Scientists uncover problems in artificial intelligence “reasoning”

Large language models (LLMs) to be precise. A new preprint published on the arXiv website sheds light on the limitations of large language models (LLMs) in analogue reasoning tasks. Research shows that large language models, such as GPT models, perform suboptimally compared to humans, especially when solving letter string analogy problems with standard alphabets. DiscussScientists have uncovered problems in artificial intelligence 'reasoning'© Ferra

Moreover, when presented with counterfactual alphabets, LLMs show a decrease in accuracy, exhibiting different error patterns from human ones, indicating a lack of abstract thinking required for the advanced AI that many companies are now striving for.

The comparison between human intelligence and LLM, although insightful, faces difficulties. LLMs work in the digital realm, which limits the possibility of direct comparison with digitally expressed human abilities. Although LLMs demonstrate mastery of tasks, they lack emotional attachment, remorse, and awareness of consequences—characteristics inherent in human cognition.

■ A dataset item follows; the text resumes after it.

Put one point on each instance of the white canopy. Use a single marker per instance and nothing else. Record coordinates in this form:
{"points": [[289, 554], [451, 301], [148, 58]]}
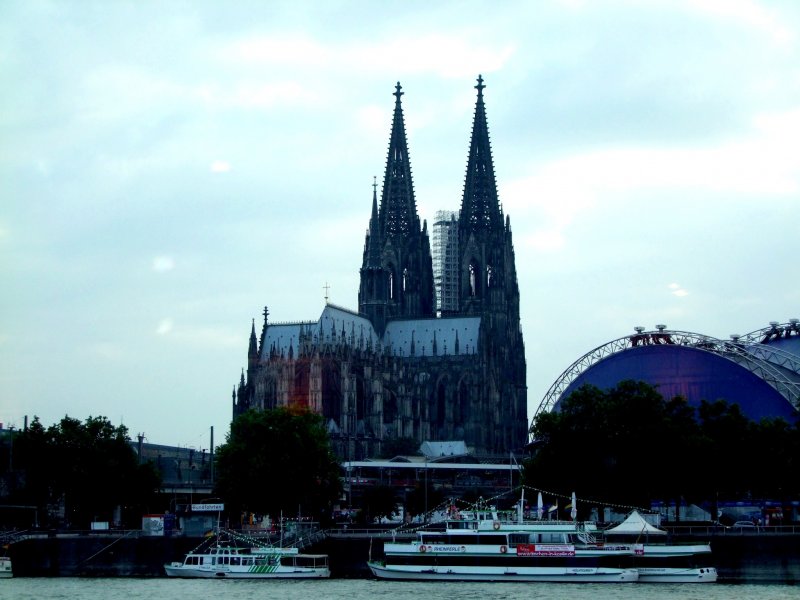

Despite their mastery of digital tasks, LLMs pose unique challenges in the field of digital security. Their capabilities extend to creating fake content, raising concerns about the spread of misinformation and cybersecurity threats. As LLMs navigate complex digital environments, ensuring they are used responsibly is paramount to reducing the risks of digital contamination and malicious activity.

To address these challenges, efforts to align LLM capabilities with human cognition and development are critically needed. measures to protect against digital risks. Understanding the parallels between LLM qualifications and human cognitive performance can inform the development of AI security and digital memory management strategies that protect against the spread of malicious digital content and cyber threats, experts say.